I've spent half a century writing for radio and print (mostly print). I hope to still be tapping the keys as I take my last breath.

The finished product.

The finished product.

George H.W. Bush and Broccoli: A Story

U.S. President George H.W. Bush once told U.S. News and World Report,

I do not like broccoli. And I haven’t liked it since I was a little kid and my mother made me eat it. And I’m President of the United States, and I’m not going to eat any more broccoli!

He banned the vegetable from Air Force One. If only he had been fed this dish, the history of the world might have been different.

Preparation Time

You know how this works. Recipes always lie about the time it takes to cook up something; dishes are forever “quick and easy.” This recipe takes as long as you like; it depends on how many people are in the kitchen, the quality of the conversation, and the amount of wine available. In a well-regulated kitchen, there should be plenty of each commodity. So, let’s say 90 minutes, including cooking time—give or take.


  • 8 cups of chopped broccoli florets
  • 6 tablespoons of butter (margarine if you have to)
  • 6 tablespoons of diced Spanish or Vidalia onion
  • 4 tablespoons of flour
  • 2-1/2 cups of 1% milk
  • 4 cups of grated Swiss or Gouda cheese (Mongolian yak cheese if that’s your preference, but I wouldn’t advise it)
  • A smidgen of Parmesan (see below)
  • 4 eggs, beaten (but gently, so it doesn’t hurt too much)
Don't forget the broccoli!

Don't forget the broccoli!


  1. Steam the broccoli. I like to bring the water to a boil and then switch off the juice. After a couple of minutes bathing in the scalding steam, put the beautifully bright green veg into a colander and set aside.
  2. Cook the onion until soft in the butter; add the flour and stir.
  3. Slowly add the milk and stir until the sauce thickens and remove from heat.
  4. (You could do a shortcut and use a can or two of condensed mushroom soup. But I don’t hold with that kind of thing. So there. Slow food, yea!)
  5. Stir in the broccoli, cheese, and eggs.
  6. I like to goose up the flavour with a smidgen of freshly grated parmesan.

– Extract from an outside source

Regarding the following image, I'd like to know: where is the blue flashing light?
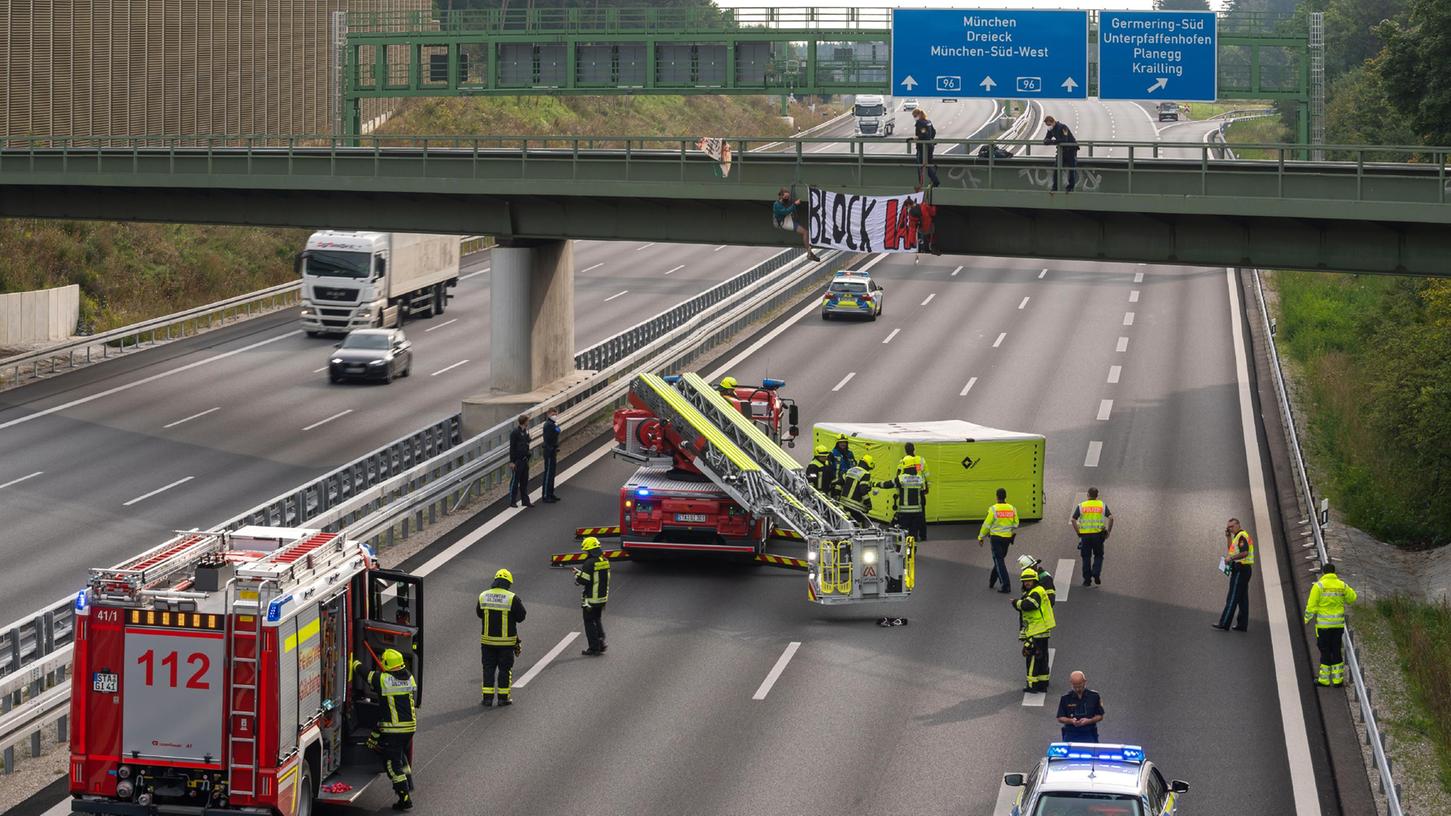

A smidgen is a carefully calibrated measure equivalent to about a handful, or, if you are Donald Trump, two heaping handfuls.
  7. Pour into a greased (that standard recipe instruction sounds horrible; it brings up images of Jiffy Lube) baking dish of generous proportions. I also like to sprinkle some extra cheese on top. Breadcrumbs, too, if you like.
  8. Bake uncovered at 375 F for about an hour.

This makes enough to last most of a week as a side dish. That’s if there are three of you in the house and one of them is George H.W. Bush. It’s also a great snack or lunch item.

Bonus Factoids

  • My wife and I have often said that if someone told us we could eat only one dish for the rest of our lives, this might be it. Although I think a good case could be made for Ruffles All-Dressed Potato Chips.
  • According to the BBC program Quite Interesting, "Americans eat nine times more broccoli than they did in 1970."